As relações da China com a África do
Sul desenvolvem-se de forma mais intensa. O país tornou-se membro do
BRICS. E, através dessa organização, a China exerce também influência
nos estados africanos. Angola vem em segundo lugar pela importância e
Moçambique vem a seguir.
A diplomacia dá também forte
apoio ao avanço econômico da China em África. Nos últimos anos, todos os
líderes chineses visitaram o continente. Por exemplo, Hu Jintao
visitou-o seis vezes: duas vezes como vice-presidente e quatro como
presidente da República Popular da China. Estabeleceu-se a tradição de
começar o ano novo com uma visita do ministro das Relações Exteriores da
China a África. A participação da China na manutenção da paz visa
convencer os estados africanos a ver na China uma grande potência, mas
pacífica, que defende os interesses deles e, ao mesmo tempo, um
contrapeso à influência do Ocidente.
O número de
chineses que vivem e trabalham em África situa-se, segundo várias
fontes, entre 700 mil e 1 milhão.
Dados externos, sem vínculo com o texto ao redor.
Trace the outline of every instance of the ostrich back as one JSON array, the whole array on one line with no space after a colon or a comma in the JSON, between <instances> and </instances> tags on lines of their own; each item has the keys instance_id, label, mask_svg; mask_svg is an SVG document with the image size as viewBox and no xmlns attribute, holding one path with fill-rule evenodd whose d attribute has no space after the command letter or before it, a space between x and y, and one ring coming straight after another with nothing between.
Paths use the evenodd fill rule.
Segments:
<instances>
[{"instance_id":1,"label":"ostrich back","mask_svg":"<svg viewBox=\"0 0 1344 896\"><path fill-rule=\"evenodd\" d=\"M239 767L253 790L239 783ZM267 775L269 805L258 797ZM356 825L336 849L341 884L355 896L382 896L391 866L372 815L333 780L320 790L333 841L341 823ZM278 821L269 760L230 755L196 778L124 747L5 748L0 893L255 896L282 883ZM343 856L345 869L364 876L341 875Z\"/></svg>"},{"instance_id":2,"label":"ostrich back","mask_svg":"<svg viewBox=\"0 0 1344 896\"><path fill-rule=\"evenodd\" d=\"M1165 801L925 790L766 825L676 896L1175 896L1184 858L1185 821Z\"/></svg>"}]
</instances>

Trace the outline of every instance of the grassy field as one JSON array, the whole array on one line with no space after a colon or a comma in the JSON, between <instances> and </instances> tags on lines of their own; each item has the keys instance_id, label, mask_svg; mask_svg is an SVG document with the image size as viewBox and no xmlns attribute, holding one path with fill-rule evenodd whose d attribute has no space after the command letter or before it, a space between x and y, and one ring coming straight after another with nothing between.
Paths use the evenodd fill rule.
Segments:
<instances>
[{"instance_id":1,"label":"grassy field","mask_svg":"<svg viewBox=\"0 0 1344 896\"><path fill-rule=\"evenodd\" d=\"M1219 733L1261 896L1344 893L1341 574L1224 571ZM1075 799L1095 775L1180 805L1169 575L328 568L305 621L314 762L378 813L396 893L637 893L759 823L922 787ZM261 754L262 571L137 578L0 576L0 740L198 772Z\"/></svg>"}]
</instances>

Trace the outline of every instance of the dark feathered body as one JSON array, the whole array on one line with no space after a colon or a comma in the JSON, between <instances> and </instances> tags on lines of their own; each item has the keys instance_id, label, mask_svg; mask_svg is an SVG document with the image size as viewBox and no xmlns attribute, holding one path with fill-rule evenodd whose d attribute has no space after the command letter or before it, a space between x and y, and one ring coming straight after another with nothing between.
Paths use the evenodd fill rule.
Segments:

Nuns países são muitos, noutros são
poucos. Tudo depende dos governos desses países, da sua reação à
presença dos chineses. Existe uma diáspora chinesa que vive em África há
muito tempo, mas há trabalhadores que foram temporariamente, mas
ficaram. Há ilegais que se tornam um problema para alguns países.
Os
chineses são frequentemente criticados pelo fato de fazerem
concorrência aos trabalhadores locais. Recentemente, um político
moçambicano declarou: "Como é que a China se pode considerar um país em
desenvolvimento se ela tira o pão ao nosso pobre país?". Colisões
claramente desagradáveis. E exemplos desses são cada vez mais: na África
do Sul, na Nigéria, no Congo, em Moçambique, no Quênia e noutros
países.
Em resposta às queixas, a China reforma
rapidamente a sua ajuda e começa a criar na África centros de preparação
profissional, sem abandonar o mercado comercial e econômico, mas
reforçando a sua presença.
A China controla a concessão
de créditos com objetivos definidos no local, apostando na realização
de projetos de desenvolvimento socioeconômico. Segundo Wen Jiabao,
dirigente do Conselho de Estado da China, aos países do continente foi
prestada ajuda na realização de mais de mil projetos na agricultura,
indústria, energia, infraestruturas e noutras esferas.
A
ajuda chinesa não é transparente, os seus números, regra geral, não são
revelados, são publicados dados extremamente contraditórios. Não
obstante, é evidente que Pequim se transforma num doador considerável
dos países de África, concedendo-lhes anualmente uma média de 1-2
milhões de dólares de ajuda.
Como já foi assinalado, o
Fórum China-África e as suas pomposas cúpula com a participação de
dirigentes dos países africanos contribui para o aumento do prestígio da
China em África. Ao investir na extração de matérias-primas, a China,
ao mesmo tempo, torna-se o principal jogador na esfera da infraestrutura
africana, que necessita muito de investimentos.